Growing up in Christian faith, I found John Wesley to be a vital source of theological thinking and understanding of the Scriptures. My spiritual growth was nourished by Wesley, especially early in my seminary education. However, even as I greatly appreciated Wesley and felt he was the best of the traditional theological options in Western Christianity to approach the Scriptures from, Wesley had his feet of theological clay. As I pressed forward in my exegetical studies, I found myself drifting further and further away from many of the ideas that Wesley taught, even as I considered myself a practical Wesleyan where the rubber met the road.
Traditions are an inevitable part of our growing up in faith. None of us come to God, the Scriptures, etc. without prior teaching and conventions that help to form our interpretations and practices. However, the fundamental question is this: how is it that our theological traditions function for us across time? Do they function like foundational ideas that we build our further knowledge about God, Jesus, the Holy Spirit, the Church, etc. from? Or, are they closer to signposts that give us a sense of direction to help us begin to comprehend the Scriptures and the life we lived empowered and lead by God’s Spirit? Do our traditions restrict how we read the Scriptures or do they help us to generate understanding from the Scriptures, while allowing the Scriptures to at times push back and call our traditions into account?
It is this journey that I think is important for every reflective Christian to consider in their spiritual journey. How does your tradition function? Do you think coming to maturity in faith is about mastering your theological traditions?
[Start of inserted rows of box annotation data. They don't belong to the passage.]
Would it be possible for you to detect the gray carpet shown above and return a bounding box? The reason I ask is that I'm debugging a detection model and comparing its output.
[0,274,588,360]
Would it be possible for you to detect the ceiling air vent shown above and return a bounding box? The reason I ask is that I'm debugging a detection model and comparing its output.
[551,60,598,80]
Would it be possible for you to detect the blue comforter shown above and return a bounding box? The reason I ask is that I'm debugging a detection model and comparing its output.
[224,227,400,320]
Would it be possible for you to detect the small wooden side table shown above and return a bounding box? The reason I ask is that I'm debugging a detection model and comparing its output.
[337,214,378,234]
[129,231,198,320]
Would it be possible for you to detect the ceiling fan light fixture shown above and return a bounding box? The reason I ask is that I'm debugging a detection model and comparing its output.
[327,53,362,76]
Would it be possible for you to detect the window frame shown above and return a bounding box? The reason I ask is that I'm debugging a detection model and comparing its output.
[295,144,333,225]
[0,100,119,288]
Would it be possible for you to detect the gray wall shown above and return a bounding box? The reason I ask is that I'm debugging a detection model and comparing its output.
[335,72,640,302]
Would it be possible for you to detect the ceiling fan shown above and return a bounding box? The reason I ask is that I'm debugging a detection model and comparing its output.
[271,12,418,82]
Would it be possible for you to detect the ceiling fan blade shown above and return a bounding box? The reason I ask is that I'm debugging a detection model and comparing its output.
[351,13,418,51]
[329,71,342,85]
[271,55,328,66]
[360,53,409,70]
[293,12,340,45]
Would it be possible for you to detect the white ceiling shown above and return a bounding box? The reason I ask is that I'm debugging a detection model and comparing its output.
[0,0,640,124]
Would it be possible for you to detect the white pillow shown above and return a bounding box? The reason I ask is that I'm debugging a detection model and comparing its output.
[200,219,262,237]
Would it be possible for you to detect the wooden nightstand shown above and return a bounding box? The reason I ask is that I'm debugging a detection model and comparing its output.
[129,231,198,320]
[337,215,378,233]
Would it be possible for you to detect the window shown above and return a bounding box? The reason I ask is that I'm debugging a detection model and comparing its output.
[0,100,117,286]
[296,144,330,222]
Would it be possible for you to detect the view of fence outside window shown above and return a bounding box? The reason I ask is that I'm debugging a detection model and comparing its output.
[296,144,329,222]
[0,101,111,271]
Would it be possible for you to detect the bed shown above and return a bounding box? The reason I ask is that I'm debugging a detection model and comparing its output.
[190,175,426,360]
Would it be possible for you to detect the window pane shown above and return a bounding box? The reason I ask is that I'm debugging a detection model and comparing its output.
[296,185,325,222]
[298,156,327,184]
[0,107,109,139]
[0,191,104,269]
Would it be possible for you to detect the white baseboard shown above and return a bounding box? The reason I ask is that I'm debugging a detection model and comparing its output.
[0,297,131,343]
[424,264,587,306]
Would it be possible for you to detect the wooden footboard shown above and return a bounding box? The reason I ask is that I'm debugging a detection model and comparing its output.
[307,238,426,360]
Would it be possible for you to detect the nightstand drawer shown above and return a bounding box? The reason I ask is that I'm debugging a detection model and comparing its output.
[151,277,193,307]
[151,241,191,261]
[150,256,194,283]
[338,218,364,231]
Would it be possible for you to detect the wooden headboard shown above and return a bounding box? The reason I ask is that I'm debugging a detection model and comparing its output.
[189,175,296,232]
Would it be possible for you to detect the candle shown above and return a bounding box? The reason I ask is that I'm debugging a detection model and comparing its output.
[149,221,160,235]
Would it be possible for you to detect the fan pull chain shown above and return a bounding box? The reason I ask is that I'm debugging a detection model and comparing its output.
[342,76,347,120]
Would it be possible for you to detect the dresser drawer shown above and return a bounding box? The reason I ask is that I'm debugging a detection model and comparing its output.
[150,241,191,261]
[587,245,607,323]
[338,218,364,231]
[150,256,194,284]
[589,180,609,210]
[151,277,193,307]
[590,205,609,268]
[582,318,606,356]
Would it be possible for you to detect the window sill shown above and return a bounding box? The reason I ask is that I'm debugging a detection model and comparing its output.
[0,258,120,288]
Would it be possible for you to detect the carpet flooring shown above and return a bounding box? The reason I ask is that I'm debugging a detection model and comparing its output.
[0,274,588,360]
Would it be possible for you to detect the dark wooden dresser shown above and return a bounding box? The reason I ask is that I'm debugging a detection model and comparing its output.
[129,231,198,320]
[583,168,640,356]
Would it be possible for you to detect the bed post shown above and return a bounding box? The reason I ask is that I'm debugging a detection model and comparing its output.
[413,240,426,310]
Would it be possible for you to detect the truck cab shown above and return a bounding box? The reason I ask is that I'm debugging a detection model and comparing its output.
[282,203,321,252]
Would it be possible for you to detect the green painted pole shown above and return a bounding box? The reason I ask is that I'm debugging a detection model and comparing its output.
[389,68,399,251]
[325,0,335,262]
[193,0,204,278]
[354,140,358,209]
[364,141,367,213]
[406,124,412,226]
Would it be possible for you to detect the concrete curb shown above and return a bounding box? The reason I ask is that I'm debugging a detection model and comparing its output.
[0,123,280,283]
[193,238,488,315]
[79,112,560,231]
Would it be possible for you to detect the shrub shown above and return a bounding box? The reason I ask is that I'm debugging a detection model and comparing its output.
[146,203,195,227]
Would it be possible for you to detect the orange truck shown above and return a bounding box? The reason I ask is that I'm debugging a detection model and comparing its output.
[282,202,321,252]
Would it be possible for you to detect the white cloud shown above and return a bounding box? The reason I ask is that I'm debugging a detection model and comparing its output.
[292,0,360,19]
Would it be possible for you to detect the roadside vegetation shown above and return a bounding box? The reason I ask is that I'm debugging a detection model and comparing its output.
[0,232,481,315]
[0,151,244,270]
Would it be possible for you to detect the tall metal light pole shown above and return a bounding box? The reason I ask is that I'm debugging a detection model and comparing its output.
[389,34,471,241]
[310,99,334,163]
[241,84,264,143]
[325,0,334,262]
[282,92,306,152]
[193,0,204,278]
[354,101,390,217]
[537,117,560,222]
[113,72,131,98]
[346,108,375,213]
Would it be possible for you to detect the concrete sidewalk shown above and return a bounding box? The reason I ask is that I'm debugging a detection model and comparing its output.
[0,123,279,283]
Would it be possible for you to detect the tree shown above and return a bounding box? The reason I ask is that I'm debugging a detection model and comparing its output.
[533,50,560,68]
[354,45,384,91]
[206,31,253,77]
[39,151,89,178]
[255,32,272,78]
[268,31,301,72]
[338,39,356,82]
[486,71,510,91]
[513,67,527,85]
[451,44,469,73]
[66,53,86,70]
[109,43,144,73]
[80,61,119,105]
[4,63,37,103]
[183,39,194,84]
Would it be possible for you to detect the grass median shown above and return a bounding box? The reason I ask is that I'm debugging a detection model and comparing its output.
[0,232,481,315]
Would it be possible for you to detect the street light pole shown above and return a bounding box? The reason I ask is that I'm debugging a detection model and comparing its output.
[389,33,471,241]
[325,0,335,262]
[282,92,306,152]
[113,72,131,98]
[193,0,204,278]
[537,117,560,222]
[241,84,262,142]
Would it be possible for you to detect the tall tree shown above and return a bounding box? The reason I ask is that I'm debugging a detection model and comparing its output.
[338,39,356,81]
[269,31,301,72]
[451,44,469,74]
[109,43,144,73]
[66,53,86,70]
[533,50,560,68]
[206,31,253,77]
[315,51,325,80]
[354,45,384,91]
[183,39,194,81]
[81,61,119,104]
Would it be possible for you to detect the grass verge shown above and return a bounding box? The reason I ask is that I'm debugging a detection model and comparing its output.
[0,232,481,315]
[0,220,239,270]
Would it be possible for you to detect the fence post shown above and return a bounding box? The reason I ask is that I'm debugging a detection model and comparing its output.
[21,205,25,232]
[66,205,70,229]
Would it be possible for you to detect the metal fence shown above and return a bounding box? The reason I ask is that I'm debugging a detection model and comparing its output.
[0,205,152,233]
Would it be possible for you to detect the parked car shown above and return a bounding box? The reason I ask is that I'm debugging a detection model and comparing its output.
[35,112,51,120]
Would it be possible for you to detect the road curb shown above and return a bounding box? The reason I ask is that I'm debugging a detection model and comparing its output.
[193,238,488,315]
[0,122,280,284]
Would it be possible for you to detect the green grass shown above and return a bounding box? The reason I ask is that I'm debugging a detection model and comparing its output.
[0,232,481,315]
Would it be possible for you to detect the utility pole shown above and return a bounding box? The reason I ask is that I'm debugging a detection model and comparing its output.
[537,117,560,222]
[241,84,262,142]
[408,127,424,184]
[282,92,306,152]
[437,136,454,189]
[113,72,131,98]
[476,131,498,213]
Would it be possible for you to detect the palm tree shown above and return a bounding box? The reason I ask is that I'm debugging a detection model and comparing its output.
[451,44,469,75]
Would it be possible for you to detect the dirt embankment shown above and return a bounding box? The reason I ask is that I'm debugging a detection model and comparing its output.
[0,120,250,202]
Or, do your theological traditions help you to investigate, perceive, and comprehend the ultimate object of our faith: God the Father who is made known in Jesus Christ, at work through His Holy Spirit, and is testified to by the Holy Scriptures? You can never escape your tradition as a starting point, but is the development and telos of our Christian lives and comprehension controlled by our traditions or by the God testified to in the Scriptures?
Theological traditions are a deep source of inspiration and understanding when they operate like signposts. Wesleyan theology has done me much good in trying to explores the contours of the lived out Christian faith according to the Scriptures. Even as my theology has diverged in some subtle yet significant ways from Wesley, I am deeply indebted to this theological heritage for where I have come to. At the same time, however, my Wesleyan theology has also cause me some hurt, treating the call to righteousness and godliness spoken throughout the Scriptures as some form of behavioral perfectionism, rather than as practices that through the Spirit’s leading can mold and form me in Christ. I had a bit too much of “methodological” approach to Christian faith.
Learning how to treat our theological traditions as signposts rather than foundations is a vital point for spiritual growth for the Church going into the future, I believe.